March 04, 2004|Bettina Boxall | Times Staff Writer

Pitch canker disease, which has plagued coastal Monterey pines for nearly 20 years, has been found in the Sierra Nevada.

It has so far been detected in a single spot, an orchard in the Eldorado National Forest east of Sacramento, and the Sierra environs are not as hospitable to the fungal disease as the coast. But if it becomes established in the range, pitch canker could threaten some of the most prevalent species, such as ponderosa pine.
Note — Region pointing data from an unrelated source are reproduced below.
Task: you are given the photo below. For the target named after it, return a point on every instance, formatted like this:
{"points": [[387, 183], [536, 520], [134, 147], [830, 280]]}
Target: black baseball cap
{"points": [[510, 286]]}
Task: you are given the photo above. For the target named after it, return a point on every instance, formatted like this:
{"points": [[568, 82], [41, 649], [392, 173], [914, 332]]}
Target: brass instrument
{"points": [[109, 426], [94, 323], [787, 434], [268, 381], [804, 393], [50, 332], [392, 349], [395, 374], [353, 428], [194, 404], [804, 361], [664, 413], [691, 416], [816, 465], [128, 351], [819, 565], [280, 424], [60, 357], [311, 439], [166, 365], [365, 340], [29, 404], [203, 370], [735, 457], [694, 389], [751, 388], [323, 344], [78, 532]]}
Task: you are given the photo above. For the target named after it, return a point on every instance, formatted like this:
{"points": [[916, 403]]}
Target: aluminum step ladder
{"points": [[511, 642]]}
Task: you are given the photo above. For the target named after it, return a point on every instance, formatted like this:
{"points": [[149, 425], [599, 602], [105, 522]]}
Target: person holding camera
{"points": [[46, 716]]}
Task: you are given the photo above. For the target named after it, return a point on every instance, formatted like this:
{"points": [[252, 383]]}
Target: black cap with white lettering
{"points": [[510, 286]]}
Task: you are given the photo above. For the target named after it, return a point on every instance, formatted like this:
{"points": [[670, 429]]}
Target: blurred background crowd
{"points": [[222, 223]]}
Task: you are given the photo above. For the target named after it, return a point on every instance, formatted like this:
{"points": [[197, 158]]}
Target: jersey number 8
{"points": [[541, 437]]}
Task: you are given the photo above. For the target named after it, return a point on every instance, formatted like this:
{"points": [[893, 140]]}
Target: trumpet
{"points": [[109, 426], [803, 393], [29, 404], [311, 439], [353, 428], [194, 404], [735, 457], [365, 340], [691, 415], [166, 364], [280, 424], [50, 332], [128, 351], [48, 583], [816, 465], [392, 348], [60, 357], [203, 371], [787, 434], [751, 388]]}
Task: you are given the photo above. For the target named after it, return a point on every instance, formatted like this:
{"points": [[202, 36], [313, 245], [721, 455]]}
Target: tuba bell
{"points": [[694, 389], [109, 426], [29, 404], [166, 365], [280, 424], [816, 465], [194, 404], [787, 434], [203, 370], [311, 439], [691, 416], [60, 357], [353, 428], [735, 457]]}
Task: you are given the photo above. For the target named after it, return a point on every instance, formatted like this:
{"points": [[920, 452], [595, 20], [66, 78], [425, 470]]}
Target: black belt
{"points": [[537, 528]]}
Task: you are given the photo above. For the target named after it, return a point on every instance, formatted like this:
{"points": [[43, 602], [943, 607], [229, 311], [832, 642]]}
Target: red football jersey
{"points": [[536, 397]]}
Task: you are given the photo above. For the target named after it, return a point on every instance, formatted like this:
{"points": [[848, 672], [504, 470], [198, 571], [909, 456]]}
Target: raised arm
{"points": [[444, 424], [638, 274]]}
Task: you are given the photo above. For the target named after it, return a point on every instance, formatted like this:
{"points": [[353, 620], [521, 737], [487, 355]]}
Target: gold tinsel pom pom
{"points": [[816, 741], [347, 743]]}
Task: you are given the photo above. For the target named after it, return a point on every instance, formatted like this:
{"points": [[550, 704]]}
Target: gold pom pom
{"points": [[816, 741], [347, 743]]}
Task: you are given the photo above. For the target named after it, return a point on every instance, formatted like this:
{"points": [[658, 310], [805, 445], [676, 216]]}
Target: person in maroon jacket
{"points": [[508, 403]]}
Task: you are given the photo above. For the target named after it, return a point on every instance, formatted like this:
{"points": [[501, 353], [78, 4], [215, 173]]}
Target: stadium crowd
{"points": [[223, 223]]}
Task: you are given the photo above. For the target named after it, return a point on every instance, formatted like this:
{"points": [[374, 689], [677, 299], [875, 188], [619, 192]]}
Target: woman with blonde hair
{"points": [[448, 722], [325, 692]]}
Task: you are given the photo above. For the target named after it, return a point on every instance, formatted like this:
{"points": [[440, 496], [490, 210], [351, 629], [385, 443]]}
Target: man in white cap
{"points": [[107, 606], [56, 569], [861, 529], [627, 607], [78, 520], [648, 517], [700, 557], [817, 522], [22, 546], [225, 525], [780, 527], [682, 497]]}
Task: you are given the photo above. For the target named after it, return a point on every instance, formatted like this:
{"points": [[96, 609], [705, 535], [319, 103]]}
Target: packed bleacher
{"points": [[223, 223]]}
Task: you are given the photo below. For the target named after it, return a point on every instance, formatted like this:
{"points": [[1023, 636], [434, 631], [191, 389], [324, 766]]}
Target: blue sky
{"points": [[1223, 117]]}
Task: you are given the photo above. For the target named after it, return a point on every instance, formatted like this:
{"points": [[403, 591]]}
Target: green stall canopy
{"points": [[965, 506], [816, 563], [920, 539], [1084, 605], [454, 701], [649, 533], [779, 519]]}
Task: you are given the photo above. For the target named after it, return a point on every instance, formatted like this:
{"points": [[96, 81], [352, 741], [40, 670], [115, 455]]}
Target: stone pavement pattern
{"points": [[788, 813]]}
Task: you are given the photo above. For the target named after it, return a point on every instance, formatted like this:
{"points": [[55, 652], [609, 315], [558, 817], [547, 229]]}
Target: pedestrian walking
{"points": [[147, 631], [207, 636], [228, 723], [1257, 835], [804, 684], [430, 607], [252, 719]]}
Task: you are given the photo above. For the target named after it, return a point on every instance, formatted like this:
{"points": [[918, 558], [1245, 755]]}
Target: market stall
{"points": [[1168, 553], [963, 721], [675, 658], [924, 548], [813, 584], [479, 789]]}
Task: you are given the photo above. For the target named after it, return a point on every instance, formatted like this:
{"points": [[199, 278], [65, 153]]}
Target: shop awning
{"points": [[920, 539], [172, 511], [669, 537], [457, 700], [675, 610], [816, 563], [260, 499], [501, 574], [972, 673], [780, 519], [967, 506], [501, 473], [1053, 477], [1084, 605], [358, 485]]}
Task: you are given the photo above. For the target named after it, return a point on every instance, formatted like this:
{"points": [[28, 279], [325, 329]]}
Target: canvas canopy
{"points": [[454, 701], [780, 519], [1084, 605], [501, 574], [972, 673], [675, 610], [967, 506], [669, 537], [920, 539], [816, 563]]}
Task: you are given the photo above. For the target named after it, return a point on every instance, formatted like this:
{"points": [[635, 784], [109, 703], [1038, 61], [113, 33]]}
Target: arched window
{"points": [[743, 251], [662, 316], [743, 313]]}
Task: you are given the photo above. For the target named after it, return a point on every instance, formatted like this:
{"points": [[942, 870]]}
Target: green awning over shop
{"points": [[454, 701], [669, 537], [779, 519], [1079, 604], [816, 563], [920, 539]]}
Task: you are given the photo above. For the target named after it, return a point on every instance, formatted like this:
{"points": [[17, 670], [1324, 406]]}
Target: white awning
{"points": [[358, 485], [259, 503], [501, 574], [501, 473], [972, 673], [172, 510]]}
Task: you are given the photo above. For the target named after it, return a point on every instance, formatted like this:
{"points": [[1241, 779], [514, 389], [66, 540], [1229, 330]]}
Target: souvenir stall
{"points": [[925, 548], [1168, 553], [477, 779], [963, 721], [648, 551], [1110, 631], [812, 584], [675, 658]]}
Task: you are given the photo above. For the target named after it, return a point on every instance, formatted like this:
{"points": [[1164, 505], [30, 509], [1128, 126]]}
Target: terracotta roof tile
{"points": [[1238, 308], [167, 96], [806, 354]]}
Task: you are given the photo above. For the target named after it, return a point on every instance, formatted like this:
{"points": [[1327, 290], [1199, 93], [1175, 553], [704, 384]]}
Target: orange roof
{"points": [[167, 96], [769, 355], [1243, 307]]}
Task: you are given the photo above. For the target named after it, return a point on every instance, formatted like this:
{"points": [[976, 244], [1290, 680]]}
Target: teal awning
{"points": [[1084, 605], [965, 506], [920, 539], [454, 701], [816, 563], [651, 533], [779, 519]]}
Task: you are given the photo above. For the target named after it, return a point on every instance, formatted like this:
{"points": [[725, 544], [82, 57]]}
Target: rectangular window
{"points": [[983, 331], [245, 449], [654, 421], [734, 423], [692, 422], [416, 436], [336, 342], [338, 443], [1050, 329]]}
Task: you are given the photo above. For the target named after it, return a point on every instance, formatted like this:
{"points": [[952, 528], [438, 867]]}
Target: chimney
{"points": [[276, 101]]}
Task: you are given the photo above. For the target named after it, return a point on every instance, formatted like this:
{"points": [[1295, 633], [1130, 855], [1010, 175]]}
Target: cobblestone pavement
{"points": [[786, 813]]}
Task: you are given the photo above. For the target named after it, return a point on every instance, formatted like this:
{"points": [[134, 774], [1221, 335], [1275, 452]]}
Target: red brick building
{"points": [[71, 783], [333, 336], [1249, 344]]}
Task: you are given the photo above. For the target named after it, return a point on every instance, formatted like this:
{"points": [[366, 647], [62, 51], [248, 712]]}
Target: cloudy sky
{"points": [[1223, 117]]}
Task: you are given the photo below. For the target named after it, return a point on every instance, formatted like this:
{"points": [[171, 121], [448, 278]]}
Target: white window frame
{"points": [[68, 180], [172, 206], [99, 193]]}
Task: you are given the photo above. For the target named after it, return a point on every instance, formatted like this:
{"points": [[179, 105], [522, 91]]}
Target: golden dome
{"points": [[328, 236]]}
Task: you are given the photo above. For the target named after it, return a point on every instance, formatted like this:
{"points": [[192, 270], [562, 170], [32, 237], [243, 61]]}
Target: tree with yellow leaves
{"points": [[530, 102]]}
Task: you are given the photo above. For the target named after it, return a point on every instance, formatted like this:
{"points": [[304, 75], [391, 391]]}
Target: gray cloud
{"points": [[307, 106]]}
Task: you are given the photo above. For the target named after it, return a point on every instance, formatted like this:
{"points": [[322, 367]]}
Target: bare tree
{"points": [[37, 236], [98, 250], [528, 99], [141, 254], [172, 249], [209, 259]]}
"While there is no immediate cause for alarm, we are concerned about the possible spread of spores by wind or insects, as well as by movement of infested soil and plant materials," Julie Lydick, the U.S. Forest Service's assistant director for state and private forestry in California, said in a statement. "We are working with Forest Service and UC Davis researchers, the state of California and the forest industry to survey and monitor for pitch canker, determine the scope of the threat and find ways to protect trees in the Sierra."

First discovered in California in 1986, the pitch canker has damaged native stands of Monterey pine as well as ornamental plantings from Mendocino to San Luis Obispo counties. The disease produces oozing cankers and causes branches to die back, eventually killing trees.

The Sierra detection, announced Wednesday, was made late last year when a Douglas fir cutting from the Badger Hill seed orchard aroused suspicion in New Zealand, where it had been shipped.

Douglas fir is not particularly susceptible to pitch canker but could act as a carrier for the disease, said UC Davis plant pathology professor Thomas Gordon.

The fungus likes relatively moist conditions, and for much of the year the Sierra is too dry or too cold for it to easily spread, he said. No pesticide treatments are effective in controlling it.